この週末に映画を見に行こうと思っていたのだが、春の嵐が吹き荒れて出かけるのに躊躇してしまった。まだ風は強いようだが雨はやんだので思い切って出撃。

原作はハヤカワ文庫から出たときにすぐ買って、わりと早いうちに楽しく読み終えた。その後、原語版を Kindle で読み続けていて、そちらも読み終えたら感想を書こうと思っていたのだが、読み終える前に映画が公開されてしまった。
原作のあとがきで「映画化進行中」という情報を得たときには、正直言って不安しかなかった。この内容を映画の長さに収めるのは無理だろうと思ったのだ。もし無理やり詰め込もうとすると、似ても似つかない内容になってしまうだろう。この小説の真髄であるハードさが影を潜め、エンターテインメントが前面に出てしまっては台無しだ。

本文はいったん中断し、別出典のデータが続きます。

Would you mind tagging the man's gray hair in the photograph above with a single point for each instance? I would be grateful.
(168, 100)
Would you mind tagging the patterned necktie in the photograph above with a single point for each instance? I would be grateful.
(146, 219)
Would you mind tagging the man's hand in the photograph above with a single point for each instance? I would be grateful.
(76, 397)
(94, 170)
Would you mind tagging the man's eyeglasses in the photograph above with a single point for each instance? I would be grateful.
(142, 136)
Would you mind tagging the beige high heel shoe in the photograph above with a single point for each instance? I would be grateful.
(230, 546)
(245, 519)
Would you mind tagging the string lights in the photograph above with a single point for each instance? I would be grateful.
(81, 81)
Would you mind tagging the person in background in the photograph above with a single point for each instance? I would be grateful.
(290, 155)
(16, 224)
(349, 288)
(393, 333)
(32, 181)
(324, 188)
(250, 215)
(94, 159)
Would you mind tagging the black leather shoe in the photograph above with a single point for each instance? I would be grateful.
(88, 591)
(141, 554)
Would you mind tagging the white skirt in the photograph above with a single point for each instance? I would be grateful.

結論として、映画ではいくつかキーになるエピソードが省略されていたがストーリーのアウトラインは原作をほぼ踏襲していたようである。中国のロケットが救援用に使用されるようになった経緯と、火星と地球の連絡手段になっていたパスファインダーを壊してしまうくだりが省略されていた。それでも全体的に駆け足になってしまっている印象はぬぐえない。上映館を調べているときに目に入った感想に「わざわざ中国の力を借りなくてもいいのに」というのがあったが、そもそも現代の宇宙開発における中国の存在感の大きさを認識していない(ちなみに原作にも日本はまったく出てこない)のだろうけど、重力カタパルトのために地球近傍をフライバイする宇宙船エルメスに補給品を届けるためには並みのロケットではその速度に追いつけないということが映画の中でちゃんと説明されていないのが大きな原因のひとつだろう。とにかくこうした説明がされずに派手なエピソードをつぎはぎにした感が否めない。そういう意味では不安は的中したわけだ。三十一は原作を読んでいるから主人公やその他の登場人物のそれぞれの行動の理由づけがわかるが、予備知識なしに映画だけ見た人には消化不良だったのではなかろうか。

個人的には、テレビシリーズなどで十分時間を使ってドラマ化してほしい。特撮は多少チャチでもいいからさ。